Scaling Agile at the Team Level (Tactical Agility at Scale)
Tactical agility at scale is the application of agile and lean strategies on individual DA teams. The following figure summarizes the scaling factors that will affect your efforts to tactically scale agile on your teams. This includes the ability to apply agile on teams of all sizes, on teams that are geographically distributed, on teams facing compliance, on teams addressing a complex domain (problem space), on teams developing or evolving a complex solution, on teams where outsourcing may be involved, and combinations thereof. An important implication of this is that because you are likely to have delivery teams facing different situations, these teams will be following different tailorings of the Disciplined Agile toolkit – context counts.

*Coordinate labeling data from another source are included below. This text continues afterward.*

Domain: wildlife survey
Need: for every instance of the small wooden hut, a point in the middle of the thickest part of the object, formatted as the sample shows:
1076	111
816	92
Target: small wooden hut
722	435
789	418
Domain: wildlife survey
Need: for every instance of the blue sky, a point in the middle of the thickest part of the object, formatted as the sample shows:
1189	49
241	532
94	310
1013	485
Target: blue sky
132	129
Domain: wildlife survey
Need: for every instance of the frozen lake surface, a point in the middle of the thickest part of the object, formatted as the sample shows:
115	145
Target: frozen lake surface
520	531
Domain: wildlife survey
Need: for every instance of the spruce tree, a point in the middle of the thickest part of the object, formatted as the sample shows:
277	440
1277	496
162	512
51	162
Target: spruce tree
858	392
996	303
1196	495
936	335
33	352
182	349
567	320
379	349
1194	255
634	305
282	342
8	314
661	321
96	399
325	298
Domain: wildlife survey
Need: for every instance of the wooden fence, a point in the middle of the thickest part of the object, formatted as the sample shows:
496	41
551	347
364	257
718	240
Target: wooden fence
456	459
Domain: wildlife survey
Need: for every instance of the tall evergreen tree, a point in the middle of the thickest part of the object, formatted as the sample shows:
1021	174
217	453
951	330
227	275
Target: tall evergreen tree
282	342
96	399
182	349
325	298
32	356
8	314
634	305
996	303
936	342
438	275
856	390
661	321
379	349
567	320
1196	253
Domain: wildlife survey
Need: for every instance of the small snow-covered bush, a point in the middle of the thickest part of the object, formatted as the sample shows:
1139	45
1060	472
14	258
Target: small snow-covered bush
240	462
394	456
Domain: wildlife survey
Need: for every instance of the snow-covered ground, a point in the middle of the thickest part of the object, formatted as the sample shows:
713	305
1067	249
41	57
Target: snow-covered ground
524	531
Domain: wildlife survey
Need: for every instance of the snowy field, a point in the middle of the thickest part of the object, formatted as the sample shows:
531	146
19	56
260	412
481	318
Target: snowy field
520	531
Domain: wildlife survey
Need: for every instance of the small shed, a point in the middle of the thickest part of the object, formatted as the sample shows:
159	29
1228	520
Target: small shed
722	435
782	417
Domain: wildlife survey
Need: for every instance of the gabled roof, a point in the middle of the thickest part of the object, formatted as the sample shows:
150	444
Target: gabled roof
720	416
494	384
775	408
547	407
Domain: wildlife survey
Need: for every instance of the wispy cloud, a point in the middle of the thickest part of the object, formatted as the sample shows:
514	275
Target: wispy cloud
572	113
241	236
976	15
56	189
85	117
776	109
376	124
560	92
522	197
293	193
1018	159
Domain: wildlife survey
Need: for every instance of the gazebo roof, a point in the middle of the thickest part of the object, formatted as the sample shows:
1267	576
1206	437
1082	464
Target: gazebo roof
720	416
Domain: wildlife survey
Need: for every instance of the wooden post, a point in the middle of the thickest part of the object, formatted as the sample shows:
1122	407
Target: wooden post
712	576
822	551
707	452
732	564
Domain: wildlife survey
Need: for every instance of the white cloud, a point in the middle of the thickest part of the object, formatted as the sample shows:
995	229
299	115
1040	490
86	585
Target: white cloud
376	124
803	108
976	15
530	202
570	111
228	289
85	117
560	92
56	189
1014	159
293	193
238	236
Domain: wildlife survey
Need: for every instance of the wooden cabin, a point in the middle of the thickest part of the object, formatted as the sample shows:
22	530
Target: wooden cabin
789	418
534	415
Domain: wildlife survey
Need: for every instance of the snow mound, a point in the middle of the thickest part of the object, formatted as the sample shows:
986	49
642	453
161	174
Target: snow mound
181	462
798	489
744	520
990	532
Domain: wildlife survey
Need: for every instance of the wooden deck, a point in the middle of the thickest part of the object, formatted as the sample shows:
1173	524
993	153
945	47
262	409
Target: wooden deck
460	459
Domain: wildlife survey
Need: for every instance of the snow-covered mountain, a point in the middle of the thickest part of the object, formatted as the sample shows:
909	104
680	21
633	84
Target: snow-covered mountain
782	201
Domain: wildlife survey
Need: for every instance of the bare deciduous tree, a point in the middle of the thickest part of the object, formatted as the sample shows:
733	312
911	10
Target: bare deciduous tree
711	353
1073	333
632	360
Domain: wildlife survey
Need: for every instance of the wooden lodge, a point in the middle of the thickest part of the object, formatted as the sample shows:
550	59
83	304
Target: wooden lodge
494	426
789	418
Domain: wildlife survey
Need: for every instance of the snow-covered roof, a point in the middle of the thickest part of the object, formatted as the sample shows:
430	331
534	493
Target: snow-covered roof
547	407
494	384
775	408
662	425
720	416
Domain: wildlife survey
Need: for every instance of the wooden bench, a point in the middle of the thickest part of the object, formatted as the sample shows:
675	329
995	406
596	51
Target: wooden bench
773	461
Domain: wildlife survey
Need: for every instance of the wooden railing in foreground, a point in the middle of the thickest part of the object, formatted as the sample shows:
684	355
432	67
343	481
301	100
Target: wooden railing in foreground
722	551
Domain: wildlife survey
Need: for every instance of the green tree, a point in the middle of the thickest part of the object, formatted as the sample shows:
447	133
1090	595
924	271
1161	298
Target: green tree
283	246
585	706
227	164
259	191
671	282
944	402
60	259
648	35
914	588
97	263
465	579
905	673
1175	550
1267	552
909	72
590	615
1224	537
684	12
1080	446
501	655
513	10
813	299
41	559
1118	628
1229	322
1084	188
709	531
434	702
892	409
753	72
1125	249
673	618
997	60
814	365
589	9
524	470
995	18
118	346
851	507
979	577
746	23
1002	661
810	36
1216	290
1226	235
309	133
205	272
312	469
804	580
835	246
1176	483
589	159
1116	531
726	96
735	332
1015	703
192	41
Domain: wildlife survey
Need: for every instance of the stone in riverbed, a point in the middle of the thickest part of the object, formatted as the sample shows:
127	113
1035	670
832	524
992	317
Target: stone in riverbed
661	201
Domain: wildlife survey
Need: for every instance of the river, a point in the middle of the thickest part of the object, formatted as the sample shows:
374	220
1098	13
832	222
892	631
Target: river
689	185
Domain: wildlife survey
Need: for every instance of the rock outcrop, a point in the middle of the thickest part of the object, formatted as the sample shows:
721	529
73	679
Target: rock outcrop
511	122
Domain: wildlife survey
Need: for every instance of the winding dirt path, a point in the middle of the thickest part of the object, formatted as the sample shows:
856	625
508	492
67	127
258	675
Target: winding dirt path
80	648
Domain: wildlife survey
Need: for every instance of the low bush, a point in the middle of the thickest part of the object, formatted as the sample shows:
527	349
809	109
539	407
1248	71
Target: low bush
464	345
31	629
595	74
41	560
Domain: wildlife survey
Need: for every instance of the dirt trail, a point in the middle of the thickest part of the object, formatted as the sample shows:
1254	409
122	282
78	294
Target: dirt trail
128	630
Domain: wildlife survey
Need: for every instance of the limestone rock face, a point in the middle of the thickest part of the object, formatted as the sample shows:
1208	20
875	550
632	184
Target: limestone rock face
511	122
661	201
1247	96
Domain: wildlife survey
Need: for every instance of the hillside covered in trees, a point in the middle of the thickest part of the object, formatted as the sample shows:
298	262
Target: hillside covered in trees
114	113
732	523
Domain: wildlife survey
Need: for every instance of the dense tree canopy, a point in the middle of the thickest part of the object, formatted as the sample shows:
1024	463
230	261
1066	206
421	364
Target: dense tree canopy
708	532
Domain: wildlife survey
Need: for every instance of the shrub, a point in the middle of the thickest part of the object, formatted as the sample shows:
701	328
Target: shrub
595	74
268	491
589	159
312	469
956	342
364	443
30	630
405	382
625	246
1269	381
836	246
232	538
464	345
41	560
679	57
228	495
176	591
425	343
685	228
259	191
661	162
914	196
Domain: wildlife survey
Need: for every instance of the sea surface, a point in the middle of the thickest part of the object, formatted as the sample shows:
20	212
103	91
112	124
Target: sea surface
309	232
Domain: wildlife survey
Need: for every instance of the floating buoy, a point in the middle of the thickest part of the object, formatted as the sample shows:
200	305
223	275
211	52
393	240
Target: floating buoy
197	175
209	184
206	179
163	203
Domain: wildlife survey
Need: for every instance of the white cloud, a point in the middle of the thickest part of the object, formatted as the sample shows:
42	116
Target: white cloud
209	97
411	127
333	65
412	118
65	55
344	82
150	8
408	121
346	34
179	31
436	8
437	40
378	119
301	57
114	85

Scaling Agile at the Organization Level (Strategic Agility at Scale)
Strategic agility at scale is the application of agile and lean strategies broadly across your entire organization. Figure 2 depicts the overall scope of the Disciplined Agile (DA) tool kit, depicting the process blades/areas as hexes.
There are four layers of the DA tool kit:
- The Foundation layer. Foundation provides the conceptual underpinnings of the DA tool kit. This includes the DA Mindset; foundational concepts from agile, lean, and serial/traditional ways of working (WoW); people-oriented issues such as roles, responsibilities, and teaming structures; and of course how to choose your WoW.
- Disciplined DevOps. Disciplined DevOps is the streamlining of IT solution development and IT operations activities, and supporting enterprise-IT activities, to provide more effective outcomes to an organization.
- The value streams layer. Value streams encompasses the capabilities required to provide value streams to your customers. A value stream is the set of actions that take place to add value to a customer from the initial request through realization of value by the customer. A value stream begins, ends, and hopefully continues with a customer. The value stream begins with the initial concept, moves through various stages for one or more development teams, and on through final delivery and support. It’s not enough to be innovative in ideas if these ideas can’t be realized in the marketplace or in the company. DA FLEX is the glue that ties an organization’s strategies in that it visualizes what an effective value stream looks like, enabling you to make decisions for improving each part of the organization within the context of the whole.
- Disciplined Agile Enterprise (DAE). A DAE is able to anticipate and respond swiftly to changes in the marketplace. It does this through an organizational culture and structure that facilitates change within the context of the situation that it faces. Such organizations require a learning mindset in the mainstream business and underlying lean and agile processes to drive innovation.